Businesses urged to offer more work experience at key stage 4


Three-quarters of companies believe that a lack of work experience is a key reason why young people are unprepared for the workplace, a study has shown.

However, more than half of businesses do not offer work experience, blaming cost, a lack of time or too much administration.

The findings have come from research by the British Chambers of Commerce (BCC) involving 3,000 of its members.

The results show that 88 per cent of the companies feel young people are unprepared for the workplace, with 54 per cent also saying that university graduates are not “work-ready”.

Seventy-six per cent blamed a lack of work experience for the problem, but at the same time 52 per cent said they did not offer work experience. Reasons for this include cost and time (25 per cent), too much school administration (23 per cent), and a lack of information (22 per cent).
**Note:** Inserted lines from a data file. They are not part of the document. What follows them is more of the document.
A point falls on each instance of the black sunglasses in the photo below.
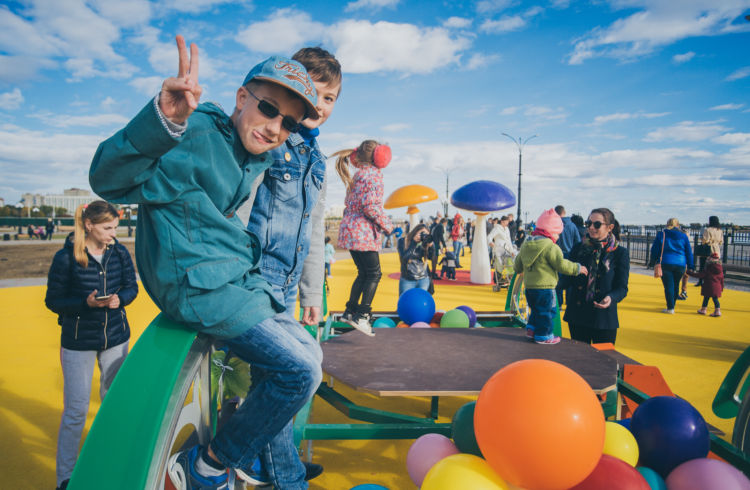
(271, 111)
(597, 224)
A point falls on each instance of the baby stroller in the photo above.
(502, 270)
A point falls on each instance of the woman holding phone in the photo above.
(90, 282)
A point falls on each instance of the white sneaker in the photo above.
(361, 323)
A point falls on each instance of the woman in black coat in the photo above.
(591, 311)
(90, 282)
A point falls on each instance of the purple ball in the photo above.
(706, 473)
(470, 313)
(669, 431)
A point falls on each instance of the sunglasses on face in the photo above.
(271, 111)
(595, 224)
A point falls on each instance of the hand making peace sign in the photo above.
(180, 95)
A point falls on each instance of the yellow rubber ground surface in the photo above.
(693, 352)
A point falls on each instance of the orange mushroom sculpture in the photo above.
(410, 196)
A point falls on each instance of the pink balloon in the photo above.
(706, 473)
(425, 452)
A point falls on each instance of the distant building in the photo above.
(70, 199)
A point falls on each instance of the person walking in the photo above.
(90, 282)
(362, 224)
(591, 310)
(711, 243)
(672, 247)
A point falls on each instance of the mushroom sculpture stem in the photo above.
(480, 259)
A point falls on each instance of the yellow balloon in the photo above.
(462, 471)
(620, 443)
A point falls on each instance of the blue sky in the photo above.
(642, 106)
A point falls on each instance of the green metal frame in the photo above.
(133, 432)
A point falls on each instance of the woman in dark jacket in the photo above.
(90, 282)
(591, 312)
(414, 250)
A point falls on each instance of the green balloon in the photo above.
(463, 430)
(455, 319)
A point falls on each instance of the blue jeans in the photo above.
(671, 277)
(286, 371)
(406, 284)
(543, 306)
(457, 246)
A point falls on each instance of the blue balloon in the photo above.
(384, 322)
(416, 305)
(669, 431)
(652, 478)
(470, 313)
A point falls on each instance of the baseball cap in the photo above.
(289, 74)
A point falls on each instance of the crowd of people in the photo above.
(236, 203)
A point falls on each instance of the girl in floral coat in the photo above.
(362, 225)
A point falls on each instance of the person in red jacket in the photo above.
(712, 277)
(362, 224)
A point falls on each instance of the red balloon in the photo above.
(613, 474)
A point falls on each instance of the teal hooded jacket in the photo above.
(196, 259)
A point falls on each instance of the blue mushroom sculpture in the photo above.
(482, 197)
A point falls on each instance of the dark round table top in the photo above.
(450, 361)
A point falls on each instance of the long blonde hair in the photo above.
(358, 157)
(96, 212)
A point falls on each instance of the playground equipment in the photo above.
(482, 197)
(162, 398)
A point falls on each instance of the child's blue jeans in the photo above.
(286, 372)
(543, 306)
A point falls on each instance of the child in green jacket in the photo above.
(541, 260)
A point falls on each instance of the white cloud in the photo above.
(92, 121)
(457, 23)
(148, 86)
(738, 74)
(683, 58)
(490, 6)
(622, 116)
(478, 60)
(686, 131)
(395, 127)
(197, 6)
(656, 24)
(284, 31)
(11, 100)
(727, 107)
(504, 24)
(70, 32)
(370, 4)
(363, 47)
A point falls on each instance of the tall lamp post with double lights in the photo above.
(520, 142)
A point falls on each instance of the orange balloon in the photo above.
(539, 425)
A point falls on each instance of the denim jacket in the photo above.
(287, 214)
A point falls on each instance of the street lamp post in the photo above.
(520, 142)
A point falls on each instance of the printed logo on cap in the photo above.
(294, 73)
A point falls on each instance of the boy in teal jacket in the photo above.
(189, 167)
(540, 260)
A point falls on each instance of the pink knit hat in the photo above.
(550, 222)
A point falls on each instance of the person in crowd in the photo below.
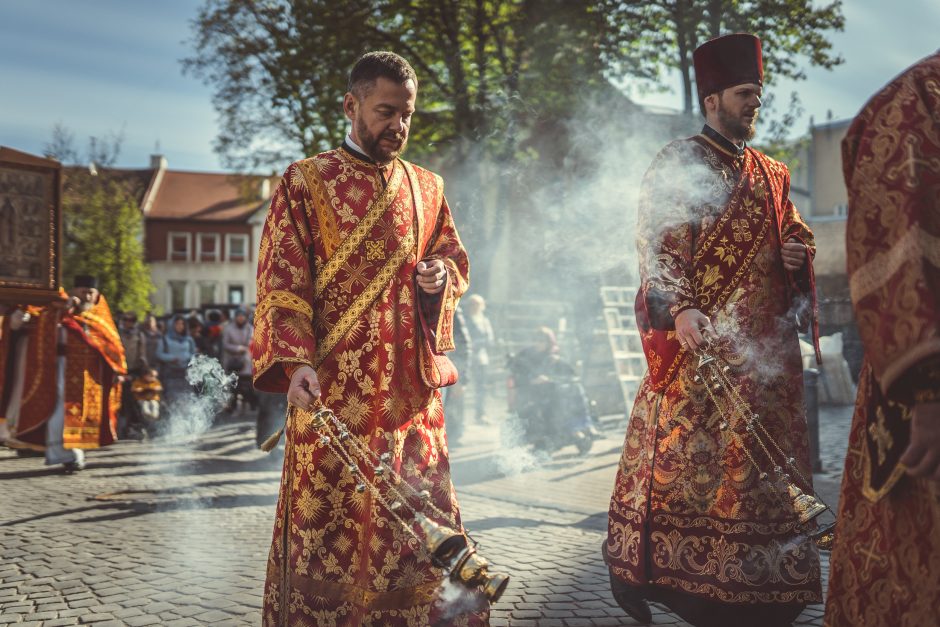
(214, 327)
(196, 330)
(152, 333)
(174, 352)
(147, 391)
(135, 351)
(236, 355)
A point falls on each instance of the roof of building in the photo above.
(209, 196)
(135, 181)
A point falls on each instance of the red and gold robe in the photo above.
(689, 513)
(94, 357)
(885, 565)
(337, 291)
(37, 397)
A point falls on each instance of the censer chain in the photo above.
(366, 453)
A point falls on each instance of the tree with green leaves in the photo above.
(658, 35)
(496, 77)
(102, 223)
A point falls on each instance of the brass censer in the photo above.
(735, 411)
(451, 550)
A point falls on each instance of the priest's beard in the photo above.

Furthermore, only 39 per cent of the businesses offer Apprenticeships, and almost half cited a lack of careers advice available for young people as being part of the problem.

The BCC has now called for stronger links to be formed between schools, colleges and universities and business to tackle this agenda.

Among the key skills that businesses said young people lack were those such as communication and team-working.

The work experience findings come after the government removed the legal duty on schools to deliver work experience placements at key stage 4. 

The BCC now wants to see “universal work experience” restored in all secondary schools, and has also said that schools, colleges and universities should be judged on the “employment outcomes of their pupils, rather than just exam results”.

Other recommendations include placing business governors on secondary school boards, and to increase the take up of Apprenticeships by extending the £1,500 Apprenticeship grant for employers beyond 2016. 

John Longworth, director general of the BCC, said: “Now is the time to break away from the blame game. Government and educational institutions must be more focused on equipping young people for the workplace, and in turn businesses must be more willing to give them a chance. 

“In practice, this means introducing business governance into schools, proper careers advice with direct links to business, and measuring the success of schools and universities based on the employment outcomes of pupils.”